Posted: Sun Dec 07, 2008 12:33 am
by Chris Corbyn
PayPal integration is a pet-peeve of mine since it's the only place I end up having to perform a write on a GET request.
You need some serious sanity checks in there:
1) When you send the user to PayPal make sure you specify a notify_url parameter for an IPN (a given really)
2) Make sure you register an unfulfilled transaction somewhere (DB?) with a unique ID
3) Make sure you include the ID in the cancel and return URLs for PayPal, as well as in the IPN.
4) When a user hits the cancel URL, make sure the ID matches an unfulfilled txn, and if it does, act. Otherwise take some other action.
There are various ways to define "user". If the person is not logged in you may need to use a cookie with a unique id in it.

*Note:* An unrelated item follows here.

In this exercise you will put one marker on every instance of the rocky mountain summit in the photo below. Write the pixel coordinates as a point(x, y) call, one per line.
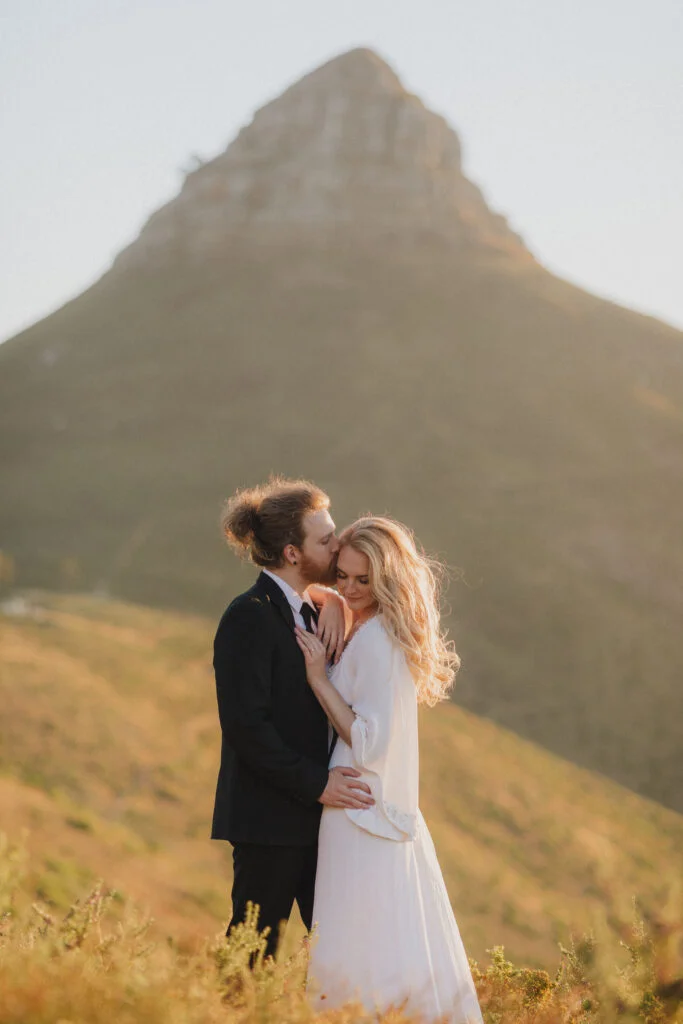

So basically the bottom line is check to make sure the payment that's being cancelled is actually a payment that can be cancelled before you act

Re: Will a web spider trigger my php mail() function?
Posted: Sun Dec 07, 2008 5:46 pm
by celwell
I'm not bothering to mess with IPN for this single "Buy It Now" button transaction.
Do anyone have answers to my two questions in post #6?
Re: Will a web spider trigger my php mail() function?
Posted: Sun Dec 07, 2008 8:42 pm
by dude81
$_SERVER['http_referer'] is generlly not a trustable resource. As bots or spiders they wont access the web via browsers, there are high chances of that conditional testing of HTTP_REFERER failing. You need to look for some other work around.